Finally, through the analysis of the Tweetorial and discussions during the Hangout I began to suspect that I look at the data perhaps somewhat differently. It was raised that the data privileged quantity over quality and it was clear that in the data sets those who shout loudest and most often win the day.
The data will never be simply numbers to me, I will always want to analyse thinking of the humans as the nodes, joining and connecting. Maybe lots but maybe less, like the organic nature of a tree with many branches and buds, as the ‘visible’, roots and seeds as the ‘invisible‘. I still believe our networks are too complex to be reduced to this binary referred to in Knox (2014).
At the beginning of the week I focused on looking around to get some basics about Learning Analytics (LA), adding links to the HEA and Jisc for example. Overall in general I got the sense that the advantages of LA for the learner was for the institution to be able to provide support and guidance. The proof of this seemed to be increased retention. However, I then explored many examples of algorithms gone wrong and the human impact of this.
I have been a LA sceptic without having an in-depth knowledge on the topic and I was quite surprised that during the tutorial many shared my cynicism and highlighted the need for more qualitative and contextualised analysis.
As education has higher and higher student numbers and fewer teachers LA is yet another way to solve this problem – I tried to show this on my image – but I don’t believe that it will. In any conversation I have ever had with others LA is always framed in terms of surveillance. Essentially, ‘we need to track our content to prove student didn’t engage’. Every time I ask why. ‘Proving’ the student has clicked on content is absolutely no proof of engagement. Only a human making contact, face to face or virtual, can deduce this and know if the student is having problems or is simply working at their own pace and timetable. I added my own annotated LARC report to help me frame this.
In addition, there is also the issue of ethics around the collection and analysis of all this ‘big data’ and I tried to highlight this by including the blog post by Lorna Campbell who tried to question a software company on its collection of data policies.
I ended the week by including a Storify and a TAGS Explorer map of the, very informative and enjoyable, Tweetorial as I tried to visualise the conversation as this helps me see past the numbers.
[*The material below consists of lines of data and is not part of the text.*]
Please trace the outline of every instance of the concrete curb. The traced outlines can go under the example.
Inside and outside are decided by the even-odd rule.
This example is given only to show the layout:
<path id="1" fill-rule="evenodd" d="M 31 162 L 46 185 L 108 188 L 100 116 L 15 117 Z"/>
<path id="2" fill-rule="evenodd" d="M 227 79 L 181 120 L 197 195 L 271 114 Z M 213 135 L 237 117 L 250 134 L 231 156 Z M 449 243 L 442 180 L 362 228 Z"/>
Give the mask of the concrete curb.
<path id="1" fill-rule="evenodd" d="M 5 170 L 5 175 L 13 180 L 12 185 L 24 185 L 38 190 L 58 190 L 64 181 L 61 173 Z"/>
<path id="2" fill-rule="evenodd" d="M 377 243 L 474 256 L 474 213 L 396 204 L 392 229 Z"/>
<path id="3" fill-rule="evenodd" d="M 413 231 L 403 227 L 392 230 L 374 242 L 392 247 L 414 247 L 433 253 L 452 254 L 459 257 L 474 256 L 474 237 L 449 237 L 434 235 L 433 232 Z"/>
It seemed only fitting to include my LARC report for the week after discussions around learning analytics. I have annotated it briefly with some notes but it definitely serves the purpose of highlighting the need for context. Without any context it would baffle an outsider, showing a poor level of social interaction, engagement or attendance.
A quick overview is that it was week 9 of a ten week course and two assignments were looming in my mind. I was focused on working on my learning challenge for the first of these and prioritised this along with reading and planning my writing. None of this was captured in the ‘numbers’. It also didn’t compare the week with my fellow classmates but to the course average which meant there was no direct comparison. This might have served to show some of the context as many of the others would be generating similar reports for the same week.